As oposições entre centro e periferia, entre o regional e o internacional, entre o público e o privado, entre o popular e o erudito ou entre a cultura de massa e a cultura de elite, tendem a desaparecer, tudo deságua numa espécie de vala comum ou terreno baldio. Para Roberto Galvão, que sobre ser um ótimo pintor é também autor do livro “Uma visão da arte no Ceará” (1987), a obra de Eduardo Eloy “reflete a força e a luz da região em que vive. A sua arte é agreste, o gesto nervoso e carregado de vigor e, contrariamente à sua fatura rústica, o universo temático é envolto por uma poética de recordações dos tempos de infância e de fantasias que são próprias de seu povo, mesmo quando retratam os problemas do mundo contemporâneo”. Galvão vincula o artista e sua geração á vertente expressionista. Talvez fosse melhor falar em Neo-expressionismo, mesmo se não encontramos em suas telas aquela angústia típica da arte alemã. Na verdade, ele estaria ligado a uma Nova Figuração, nascida nos anos 60, em Paris, ou a caminho da New Image dos anos 80, pela presença simultânea, em suas telas, de elementos irônicos e líricos.

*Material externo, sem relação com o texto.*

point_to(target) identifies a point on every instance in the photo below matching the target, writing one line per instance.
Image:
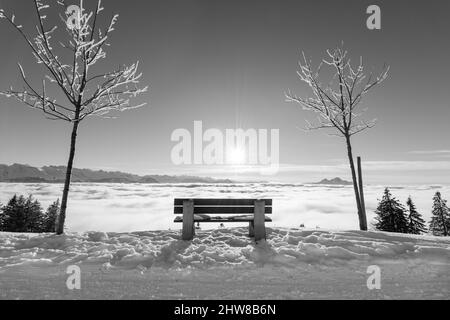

De fato, existem em sua pintura ressonâncias arquetipais, populares e regionais. Mas não se trata apenas da memória dos tempos infantis vividos numa região luminosa e tropical, mas, sobretudo da apropriação de uma narrativa infantil, isto é da estória sempre reinventada, de percursos continuamente refeitos. Mescla de garatuja infantil e grafite juvenil. Da gráfica infantil guardou esta ausência de fundo e de volumetria, pois na sua figuração tudo é transparente: os frutos na árvore, os peixes no mar, o feto no ventre grávido. Cada forma humana residual abriga outras imagens e figurações. Metamorfoses contínuas, híbridos de animais-máquinas gente-bicho, corpos-carnes-vídeo, monstros urbanizados e / ou domesticados. O imaginário nordestino ou sertanejo convivendo com os signos de uma sociedade high-tech e de consumo. Sertão e tv. Imagens de primeira e segunda geração. O artista apropria-se claramente da linguagem fragmentária da televisão, dos quadrinhos, do cinema de animação, do grafite e da publicidade. A ironia e a crítica permeadas por toques de lirismo e erotismo. No seu traço deliberadamente rude e áspero, pode-se notar, aqui e ali, afinidade com artistas do Grupo Cobra (Alechisnki,Constant) com a art brut de Dubuffet, com a erótica de Matta, Antonio Henrique Amaral e Victor Arruda e até com  a arte dos esquizofrênicos. Sua narrativa é fragmentária, determinando um espaço e um tempo descontínuo. Tudo em suas telas está aberto a metamorfoses de significado. Assim, em última análise, cabe ao espectador juntar os signos e símbolos dispersos, estes pedaços de corpos e máquinas, estas imagens inconclusas ou em formação, enfim tudo o que é virtual e latente e dar um sentido. Afinal contemplar é também narrar. Olhar é recriar.

Frederico Morais 
Critico de Arte e Historiador. Escritor de colunas jornalisticas em arte e professor da Escola de Design da Universidade Santa Ursula, da Escola de Jornalismo da UFRJ e na PUC – Rio e trabalhou como curador no MAM Rio.